I covered what I was thinking of doing with LZHAM in this blog post. I have more interest in improving it again. For the types of products I'm now working on, what matters a lot is the title's retention rate, from first starting the product to the customer actually getting into real gameplay. Slow downloads or updates, loading screens, etc. equals lost users. Lost users=lower monetization. We actually measure the retention rate of every aspect of this in the field. So things like background downloading, streaming, proper organization of asset data into Unity asset bundles, and of course good data compression matter massively to us.

Anyhow, some ideas for LZHAM decompression startup and throughput improvements which I can do pretty quickly:

- After much testing on our game data, I now realize I underestimated how useful the various LZMA settings are.
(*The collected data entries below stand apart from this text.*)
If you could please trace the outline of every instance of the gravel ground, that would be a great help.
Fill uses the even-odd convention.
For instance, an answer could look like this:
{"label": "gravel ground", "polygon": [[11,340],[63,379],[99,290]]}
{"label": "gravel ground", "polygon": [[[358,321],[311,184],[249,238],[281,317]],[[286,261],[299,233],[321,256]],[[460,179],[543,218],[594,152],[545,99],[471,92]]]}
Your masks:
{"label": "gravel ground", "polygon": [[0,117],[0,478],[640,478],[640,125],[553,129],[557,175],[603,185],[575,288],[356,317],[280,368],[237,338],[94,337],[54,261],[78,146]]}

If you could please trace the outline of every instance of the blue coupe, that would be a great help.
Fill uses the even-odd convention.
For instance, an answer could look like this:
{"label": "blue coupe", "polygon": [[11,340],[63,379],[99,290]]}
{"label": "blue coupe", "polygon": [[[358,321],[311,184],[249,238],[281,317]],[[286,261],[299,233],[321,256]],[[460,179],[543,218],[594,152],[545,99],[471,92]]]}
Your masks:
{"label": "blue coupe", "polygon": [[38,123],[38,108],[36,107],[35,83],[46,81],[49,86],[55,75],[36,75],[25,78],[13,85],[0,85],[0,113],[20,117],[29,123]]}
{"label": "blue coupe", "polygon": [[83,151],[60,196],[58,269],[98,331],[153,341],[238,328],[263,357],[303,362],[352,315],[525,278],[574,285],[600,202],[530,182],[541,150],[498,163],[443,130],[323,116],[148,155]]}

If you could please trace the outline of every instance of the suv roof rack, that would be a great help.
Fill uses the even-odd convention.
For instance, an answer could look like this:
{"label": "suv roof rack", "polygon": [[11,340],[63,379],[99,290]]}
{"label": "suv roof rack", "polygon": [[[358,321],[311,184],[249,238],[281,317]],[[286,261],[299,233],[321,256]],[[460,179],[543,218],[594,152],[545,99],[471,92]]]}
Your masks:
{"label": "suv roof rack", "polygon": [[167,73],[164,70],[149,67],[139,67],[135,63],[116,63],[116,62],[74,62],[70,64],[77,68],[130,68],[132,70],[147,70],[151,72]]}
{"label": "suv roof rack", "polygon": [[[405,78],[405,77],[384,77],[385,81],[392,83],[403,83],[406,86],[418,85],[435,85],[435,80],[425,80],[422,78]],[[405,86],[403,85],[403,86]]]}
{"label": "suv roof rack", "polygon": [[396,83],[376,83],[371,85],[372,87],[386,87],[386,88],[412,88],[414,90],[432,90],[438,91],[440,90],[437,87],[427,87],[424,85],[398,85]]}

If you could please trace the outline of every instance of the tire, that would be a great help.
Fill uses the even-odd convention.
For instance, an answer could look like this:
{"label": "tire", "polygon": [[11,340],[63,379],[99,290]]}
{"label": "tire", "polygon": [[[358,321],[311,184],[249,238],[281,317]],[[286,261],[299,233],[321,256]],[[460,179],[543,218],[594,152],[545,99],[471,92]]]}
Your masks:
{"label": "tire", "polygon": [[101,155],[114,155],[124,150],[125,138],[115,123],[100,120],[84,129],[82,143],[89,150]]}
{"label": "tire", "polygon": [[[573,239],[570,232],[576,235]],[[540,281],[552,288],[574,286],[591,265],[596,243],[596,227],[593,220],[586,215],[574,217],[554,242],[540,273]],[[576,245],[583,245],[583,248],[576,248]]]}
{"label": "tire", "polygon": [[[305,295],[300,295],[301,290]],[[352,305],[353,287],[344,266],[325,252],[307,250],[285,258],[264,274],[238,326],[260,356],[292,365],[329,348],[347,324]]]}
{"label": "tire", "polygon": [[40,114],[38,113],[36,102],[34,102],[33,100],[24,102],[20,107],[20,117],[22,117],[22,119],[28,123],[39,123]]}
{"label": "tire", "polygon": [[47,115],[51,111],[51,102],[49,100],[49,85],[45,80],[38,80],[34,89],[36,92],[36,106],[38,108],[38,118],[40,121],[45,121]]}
Right now LZHAM always uses the upper 3 MSB's of the prev. two literals for literal/delta literal contexts. Allow the user to control all of this: which prev. literal(s) (if any), say up to 8 bytes back, and which bits from those literals, separately for each type of prediction (literals/delta literals).

- In my quest to get LZHAM's ratio up to be similar to LZMA I made several tradeoffs which can greatly impact decompression perf, especially on uncompressible data. Right now the codec must always init and manage 64*2 Huffman tables. Allow the user to reduce or even increase the # of tables.

- LZHAM was designed for "solid" compression, where you give the codec dozens to hundreds of MB's containing many assets, and you don't restart/reinit the codec in between assets. It's like a slow to start drag racer. So it can suck on small files.

I'm not honestly 100% sure what to do about this yet that won't kill decompression perf. The way LZHAM updates Huffman tables seems like an albatross here. Amortized over many MB's it typically works fine, but on small files they can't be updated (adapted) quickly enough. Less tables are probably good here.

I could just integrate something like miniz into the codec, and try using it on each internal compressor block and using whatever is better. But that seems horrible.

- The Huffman table update frequency needs to be better tuned. If I can't think of anything smarter, allow the user to control the update schedule.

Note if you are very serious about fast, high ratio compression and decompression, Rad's Oodle product is very good. Given what I know about it, it's the best (fastest, highest compression, and most scalable/portable) production class lossless codec I know of.